Du libéralisme au néo-libéralisme
L’ouvrage de la philosophe Barbara Stiegler1 s’inscrit dans une lignée de travaux récents portant sur les origines du néolibéralisme, et sur la prise de conscience, tardive, de l’importance qu’y joua en particulier un homme : Walter Lippmann. Plus précisément, Pierre Dardot et Christian Laval ont montré, dès 2009 dans La nouvelle raison du monde2, toute l’importance du « colloque Lippmann », qui se tint en 1938 à Paris, dans la genèse du néolibéralisme d’après-guerre ; pour leur part, Jurgen Reinhoudt et Serge Audier ont consacré en 2018 un ouvrage entier à l’analyse de cet événement, intitulé The Walter Lippmann Colloquium. The Birth of Neo-Liberalism faisant suite la monographie du même Serge Audier consacrée au Colloque Lippmann3.

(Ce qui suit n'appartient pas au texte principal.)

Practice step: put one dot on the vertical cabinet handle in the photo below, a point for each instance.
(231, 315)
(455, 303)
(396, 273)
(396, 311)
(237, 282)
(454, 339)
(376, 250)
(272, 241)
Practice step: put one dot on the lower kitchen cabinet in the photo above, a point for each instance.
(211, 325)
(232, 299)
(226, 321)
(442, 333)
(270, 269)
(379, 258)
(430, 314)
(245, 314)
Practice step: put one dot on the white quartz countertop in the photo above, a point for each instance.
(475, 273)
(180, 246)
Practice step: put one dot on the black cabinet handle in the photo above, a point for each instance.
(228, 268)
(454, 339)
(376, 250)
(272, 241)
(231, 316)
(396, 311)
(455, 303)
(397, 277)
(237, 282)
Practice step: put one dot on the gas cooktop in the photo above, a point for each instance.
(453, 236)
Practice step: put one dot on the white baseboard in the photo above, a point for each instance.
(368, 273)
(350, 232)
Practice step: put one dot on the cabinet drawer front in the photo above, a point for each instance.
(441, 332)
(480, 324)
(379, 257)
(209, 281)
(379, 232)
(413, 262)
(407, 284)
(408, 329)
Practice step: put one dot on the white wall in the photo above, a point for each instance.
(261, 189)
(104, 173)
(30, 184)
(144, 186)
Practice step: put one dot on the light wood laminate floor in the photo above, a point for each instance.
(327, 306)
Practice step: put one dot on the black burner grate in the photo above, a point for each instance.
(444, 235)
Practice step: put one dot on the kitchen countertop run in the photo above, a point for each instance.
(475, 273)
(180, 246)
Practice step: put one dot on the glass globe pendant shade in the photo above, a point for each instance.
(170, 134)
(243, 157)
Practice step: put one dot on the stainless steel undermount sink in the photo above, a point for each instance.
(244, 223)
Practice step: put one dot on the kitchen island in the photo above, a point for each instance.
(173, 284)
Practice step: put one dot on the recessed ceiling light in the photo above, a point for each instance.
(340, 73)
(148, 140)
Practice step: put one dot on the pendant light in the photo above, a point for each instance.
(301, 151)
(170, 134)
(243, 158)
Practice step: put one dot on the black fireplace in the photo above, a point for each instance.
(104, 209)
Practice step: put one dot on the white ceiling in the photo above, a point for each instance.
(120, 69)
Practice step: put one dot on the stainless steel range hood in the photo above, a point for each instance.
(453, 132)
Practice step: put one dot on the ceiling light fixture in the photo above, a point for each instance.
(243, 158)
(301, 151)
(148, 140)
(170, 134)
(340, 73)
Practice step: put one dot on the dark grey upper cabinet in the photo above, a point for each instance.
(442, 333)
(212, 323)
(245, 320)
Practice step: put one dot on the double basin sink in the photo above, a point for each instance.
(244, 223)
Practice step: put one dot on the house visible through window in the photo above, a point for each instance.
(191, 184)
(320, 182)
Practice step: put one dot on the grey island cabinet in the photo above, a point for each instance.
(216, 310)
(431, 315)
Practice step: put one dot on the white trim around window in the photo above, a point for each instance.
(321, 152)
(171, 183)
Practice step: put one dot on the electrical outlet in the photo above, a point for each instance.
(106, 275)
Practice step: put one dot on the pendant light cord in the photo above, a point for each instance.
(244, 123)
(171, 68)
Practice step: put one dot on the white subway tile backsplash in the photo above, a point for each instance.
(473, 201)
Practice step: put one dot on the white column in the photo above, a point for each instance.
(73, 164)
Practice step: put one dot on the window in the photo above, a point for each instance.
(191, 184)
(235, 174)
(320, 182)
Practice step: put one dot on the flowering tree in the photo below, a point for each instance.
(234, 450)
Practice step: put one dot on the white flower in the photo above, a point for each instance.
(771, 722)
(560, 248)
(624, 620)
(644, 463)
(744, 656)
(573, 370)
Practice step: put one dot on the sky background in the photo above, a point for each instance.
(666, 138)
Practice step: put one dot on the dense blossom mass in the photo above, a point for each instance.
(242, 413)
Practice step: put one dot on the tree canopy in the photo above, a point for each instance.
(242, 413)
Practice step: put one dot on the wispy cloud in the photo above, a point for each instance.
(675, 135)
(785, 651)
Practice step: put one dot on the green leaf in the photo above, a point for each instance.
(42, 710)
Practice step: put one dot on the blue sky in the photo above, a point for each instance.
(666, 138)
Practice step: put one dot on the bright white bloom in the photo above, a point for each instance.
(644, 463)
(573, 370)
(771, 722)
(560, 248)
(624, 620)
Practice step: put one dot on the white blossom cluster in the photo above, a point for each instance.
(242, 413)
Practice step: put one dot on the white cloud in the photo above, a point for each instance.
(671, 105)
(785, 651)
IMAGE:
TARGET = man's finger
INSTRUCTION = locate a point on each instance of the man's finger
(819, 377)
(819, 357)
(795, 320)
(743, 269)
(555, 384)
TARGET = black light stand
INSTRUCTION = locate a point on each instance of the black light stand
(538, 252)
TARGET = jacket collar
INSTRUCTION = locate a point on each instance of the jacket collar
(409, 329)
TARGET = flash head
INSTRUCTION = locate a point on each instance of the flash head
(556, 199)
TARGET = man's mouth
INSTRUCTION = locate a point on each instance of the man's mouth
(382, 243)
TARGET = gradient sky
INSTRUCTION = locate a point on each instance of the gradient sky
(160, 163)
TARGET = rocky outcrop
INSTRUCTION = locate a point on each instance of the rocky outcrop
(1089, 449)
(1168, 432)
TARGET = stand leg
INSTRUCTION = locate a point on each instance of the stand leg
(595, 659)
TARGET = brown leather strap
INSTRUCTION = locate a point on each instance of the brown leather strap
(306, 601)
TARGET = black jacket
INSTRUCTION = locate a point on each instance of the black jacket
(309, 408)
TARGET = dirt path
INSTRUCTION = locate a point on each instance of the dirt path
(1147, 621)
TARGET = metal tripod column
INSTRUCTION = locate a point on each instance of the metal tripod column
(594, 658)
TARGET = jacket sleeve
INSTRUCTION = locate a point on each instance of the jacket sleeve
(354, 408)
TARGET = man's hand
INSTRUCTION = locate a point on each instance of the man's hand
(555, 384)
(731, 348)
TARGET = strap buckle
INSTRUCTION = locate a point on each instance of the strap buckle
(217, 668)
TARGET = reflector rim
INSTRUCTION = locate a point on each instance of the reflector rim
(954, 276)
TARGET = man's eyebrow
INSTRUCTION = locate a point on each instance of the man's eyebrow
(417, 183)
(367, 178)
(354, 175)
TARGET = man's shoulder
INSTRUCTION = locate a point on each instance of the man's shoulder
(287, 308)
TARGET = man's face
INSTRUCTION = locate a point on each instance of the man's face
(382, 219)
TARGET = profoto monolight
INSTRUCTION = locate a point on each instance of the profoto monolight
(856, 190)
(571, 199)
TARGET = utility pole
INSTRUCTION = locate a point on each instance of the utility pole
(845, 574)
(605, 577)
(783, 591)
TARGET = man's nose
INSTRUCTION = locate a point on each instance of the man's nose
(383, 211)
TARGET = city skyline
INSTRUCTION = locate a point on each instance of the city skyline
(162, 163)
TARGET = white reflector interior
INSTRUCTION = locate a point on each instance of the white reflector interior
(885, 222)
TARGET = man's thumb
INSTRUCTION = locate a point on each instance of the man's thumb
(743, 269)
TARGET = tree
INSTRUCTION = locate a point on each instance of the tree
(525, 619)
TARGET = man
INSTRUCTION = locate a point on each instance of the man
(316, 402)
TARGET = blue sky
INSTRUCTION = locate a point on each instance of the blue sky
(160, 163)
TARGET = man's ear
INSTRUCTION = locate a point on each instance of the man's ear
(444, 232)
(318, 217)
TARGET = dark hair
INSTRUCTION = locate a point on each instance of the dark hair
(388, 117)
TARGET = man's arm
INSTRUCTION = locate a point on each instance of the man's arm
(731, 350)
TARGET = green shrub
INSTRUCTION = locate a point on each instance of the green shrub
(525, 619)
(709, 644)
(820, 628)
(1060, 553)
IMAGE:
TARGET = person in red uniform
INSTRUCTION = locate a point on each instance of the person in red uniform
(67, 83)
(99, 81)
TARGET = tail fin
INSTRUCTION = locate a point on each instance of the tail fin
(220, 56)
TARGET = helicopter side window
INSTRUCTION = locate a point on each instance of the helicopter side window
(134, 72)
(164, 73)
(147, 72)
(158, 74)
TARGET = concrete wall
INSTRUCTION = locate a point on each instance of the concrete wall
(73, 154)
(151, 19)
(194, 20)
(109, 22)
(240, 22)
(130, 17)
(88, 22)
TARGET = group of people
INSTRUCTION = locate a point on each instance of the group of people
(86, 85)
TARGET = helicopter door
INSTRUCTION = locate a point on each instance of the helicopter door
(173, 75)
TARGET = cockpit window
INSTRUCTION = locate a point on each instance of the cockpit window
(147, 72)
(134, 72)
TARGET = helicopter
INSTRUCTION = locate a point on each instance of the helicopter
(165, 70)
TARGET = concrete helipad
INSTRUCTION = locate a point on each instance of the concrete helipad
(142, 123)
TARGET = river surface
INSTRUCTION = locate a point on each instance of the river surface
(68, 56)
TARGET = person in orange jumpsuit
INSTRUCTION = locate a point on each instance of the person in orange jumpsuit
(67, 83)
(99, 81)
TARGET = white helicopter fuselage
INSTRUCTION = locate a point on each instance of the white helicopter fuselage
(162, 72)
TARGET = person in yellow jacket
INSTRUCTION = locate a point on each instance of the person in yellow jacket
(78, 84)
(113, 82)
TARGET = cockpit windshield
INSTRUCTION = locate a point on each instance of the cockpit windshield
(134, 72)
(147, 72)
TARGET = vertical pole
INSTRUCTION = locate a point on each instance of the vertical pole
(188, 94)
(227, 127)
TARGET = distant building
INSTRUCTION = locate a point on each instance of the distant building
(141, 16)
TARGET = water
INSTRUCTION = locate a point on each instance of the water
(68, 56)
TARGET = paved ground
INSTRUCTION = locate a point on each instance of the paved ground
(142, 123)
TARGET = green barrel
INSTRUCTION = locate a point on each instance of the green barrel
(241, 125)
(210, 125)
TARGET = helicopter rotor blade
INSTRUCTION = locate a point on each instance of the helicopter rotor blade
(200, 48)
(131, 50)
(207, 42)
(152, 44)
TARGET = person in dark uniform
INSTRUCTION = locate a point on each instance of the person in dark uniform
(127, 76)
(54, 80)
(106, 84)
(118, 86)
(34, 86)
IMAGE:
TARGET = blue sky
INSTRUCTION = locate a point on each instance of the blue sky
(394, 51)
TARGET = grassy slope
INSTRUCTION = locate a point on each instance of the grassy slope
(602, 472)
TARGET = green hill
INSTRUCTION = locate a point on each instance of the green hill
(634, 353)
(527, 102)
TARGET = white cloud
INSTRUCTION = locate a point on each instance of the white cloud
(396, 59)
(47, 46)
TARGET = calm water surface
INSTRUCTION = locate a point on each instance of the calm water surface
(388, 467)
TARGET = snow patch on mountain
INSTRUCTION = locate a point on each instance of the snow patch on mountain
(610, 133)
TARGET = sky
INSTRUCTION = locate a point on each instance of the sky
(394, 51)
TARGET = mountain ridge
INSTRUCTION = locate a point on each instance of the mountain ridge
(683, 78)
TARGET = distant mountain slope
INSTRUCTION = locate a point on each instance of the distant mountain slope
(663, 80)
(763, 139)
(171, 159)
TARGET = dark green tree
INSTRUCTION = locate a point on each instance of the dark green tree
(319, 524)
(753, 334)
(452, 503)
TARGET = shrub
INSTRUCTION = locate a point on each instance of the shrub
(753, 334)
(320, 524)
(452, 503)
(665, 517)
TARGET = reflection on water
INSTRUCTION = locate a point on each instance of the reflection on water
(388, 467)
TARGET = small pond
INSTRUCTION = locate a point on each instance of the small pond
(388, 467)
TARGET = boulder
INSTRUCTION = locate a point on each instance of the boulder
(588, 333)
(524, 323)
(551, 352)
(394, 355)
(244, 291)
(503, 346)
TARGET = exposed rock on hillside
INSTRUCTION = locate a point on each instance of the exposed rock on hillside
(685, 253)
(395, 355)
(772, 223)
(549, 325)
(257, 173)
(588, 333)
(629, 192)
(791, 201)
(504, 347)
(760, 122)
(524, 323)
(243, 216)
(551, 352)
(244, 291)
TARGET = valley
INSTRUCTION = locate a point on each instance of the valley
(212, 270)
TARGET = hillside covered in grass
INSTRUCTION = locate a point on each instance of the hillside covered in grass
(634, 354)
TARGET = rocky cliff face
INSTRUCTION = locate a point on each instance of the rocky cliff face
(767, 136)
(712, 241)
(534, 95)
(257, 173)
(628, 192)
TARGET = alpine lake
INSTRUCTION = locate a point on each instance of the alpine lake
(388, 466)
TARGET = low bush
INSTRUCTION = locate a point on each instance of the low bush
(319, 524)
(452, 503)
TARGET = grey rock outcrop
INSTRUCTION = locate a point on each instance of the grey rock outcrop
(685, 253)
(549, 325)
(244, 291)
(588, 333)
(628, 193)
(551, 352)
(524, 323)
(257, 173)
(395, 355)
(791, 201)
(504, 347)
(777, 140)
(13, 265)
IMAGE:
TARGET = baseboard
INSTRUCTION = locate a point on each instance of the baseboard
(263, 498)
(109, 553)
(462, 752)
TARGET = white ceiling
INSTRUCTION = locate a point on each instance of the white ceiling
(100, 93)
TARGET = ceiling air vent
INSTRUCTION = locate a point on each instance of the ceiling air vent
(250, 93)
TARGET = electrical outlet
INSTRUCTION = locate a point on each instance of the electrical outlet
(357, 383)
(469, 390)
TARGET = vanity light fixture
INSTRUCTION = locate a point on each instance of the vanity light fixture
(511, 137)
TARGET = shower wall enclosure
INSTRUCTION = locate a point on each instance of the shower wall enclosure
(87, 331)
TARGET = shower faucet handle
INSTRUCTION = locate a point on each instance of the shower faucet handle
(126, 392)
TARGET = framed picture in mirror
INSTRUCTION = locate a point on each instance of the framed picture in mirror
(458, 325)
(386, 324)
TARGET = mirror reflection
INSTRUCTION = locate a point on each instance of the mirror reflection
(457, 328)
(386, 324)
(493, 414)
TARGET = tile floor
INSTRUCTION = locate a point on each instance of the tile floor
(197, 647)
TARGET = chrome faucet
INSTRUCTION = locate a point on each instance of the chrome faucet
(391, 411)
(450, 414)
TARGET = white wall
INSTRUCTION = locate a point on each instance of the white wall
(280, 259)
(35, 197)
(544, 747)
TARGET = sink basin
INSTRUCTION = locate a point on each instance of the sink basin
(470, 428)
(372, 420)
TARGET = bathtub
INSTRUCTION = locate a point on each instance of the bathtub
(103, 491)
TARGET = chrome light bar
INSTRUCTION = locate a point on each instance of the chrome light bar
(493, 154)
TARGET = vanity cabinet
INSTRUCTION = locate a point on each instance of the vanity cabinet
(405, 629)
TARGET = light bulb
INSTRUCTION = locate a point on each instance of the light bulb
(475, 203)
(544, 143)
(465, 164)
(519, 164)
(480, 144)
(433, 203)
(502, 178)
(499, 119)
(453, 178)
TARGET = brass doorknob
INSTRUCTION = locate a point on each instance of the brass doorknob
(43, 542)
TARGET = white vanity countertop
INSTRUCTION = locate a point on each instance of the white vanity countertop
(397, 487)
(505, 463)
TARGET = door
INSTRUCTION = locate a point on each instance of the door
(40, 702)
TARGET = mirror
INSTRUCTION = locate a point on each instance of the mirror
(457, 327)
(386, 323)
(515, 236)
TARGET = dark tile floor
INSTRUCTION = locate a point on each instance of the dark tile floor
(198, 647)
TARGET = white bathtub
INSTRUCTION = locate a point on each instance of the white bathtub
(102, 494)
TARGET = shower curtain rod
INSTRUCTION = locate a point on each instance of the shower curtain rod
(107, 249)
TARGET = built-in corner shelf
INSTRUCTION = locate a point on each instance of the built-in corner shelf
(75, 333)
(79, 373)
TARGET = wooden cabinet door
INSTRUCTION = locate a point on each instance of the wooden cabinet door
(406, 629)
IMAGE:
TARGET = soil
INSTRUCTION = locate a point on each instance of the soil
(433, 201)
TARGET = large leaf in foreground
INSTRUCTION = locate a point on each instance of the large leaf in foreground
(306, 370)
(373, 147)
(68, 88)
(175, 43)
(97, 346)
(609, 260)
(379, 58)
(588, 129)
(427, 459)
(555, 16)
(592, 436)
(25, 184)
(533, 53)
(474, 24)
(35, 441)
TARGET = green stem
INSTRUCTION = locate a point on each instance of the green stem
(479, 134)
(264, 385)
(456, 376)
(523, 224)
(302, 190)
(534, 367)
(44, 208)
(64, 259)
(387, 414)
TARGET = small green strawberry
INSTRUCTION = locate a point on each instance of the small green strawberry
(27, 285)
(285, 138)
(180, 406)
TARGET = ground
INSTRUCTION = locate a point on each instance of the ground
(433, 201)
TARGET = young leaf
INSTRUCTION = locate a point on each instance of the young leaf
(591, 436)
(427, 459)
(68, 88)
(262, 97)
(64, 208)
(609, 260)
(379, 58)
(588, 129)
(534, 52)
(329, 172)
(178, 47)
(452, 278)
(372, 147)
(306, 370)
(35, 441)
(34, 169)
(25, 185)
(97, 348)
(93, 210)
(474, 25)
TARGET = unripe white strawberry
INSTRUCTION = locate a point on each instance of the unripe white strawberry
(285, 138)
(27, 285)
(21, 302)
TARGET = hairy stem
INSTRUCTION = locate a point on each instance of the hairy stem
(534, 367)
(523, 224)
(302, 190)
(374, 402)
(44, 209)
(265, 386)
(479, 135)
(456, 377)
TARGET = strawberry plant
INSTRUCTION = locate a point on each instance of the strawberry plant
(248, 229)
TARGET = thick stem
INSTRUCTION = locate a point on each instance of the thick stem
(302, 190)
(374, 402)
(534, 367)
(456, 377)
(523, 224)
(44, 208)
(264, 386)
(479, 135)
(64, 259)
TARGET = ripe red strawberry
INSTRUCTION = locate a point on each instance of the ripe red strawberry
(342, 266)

Barbara Stiegler complète ces études en ne se penchant plus sur le « pendant » ou sur l’« après », mais sur l’ « avant » : car si un événement scientifique est organisé dont l’objet est de renouveler le libéralisme à partir de l’œuvre d’un penseur, en l’occurrence La cité libre de Walter Lippmann, c’est que ce penseur jouissait déjà d’une forte réputation avant même le colloque de 1938. De quoi justifier, par conséquent, cette enquête de plus de trois cents pages.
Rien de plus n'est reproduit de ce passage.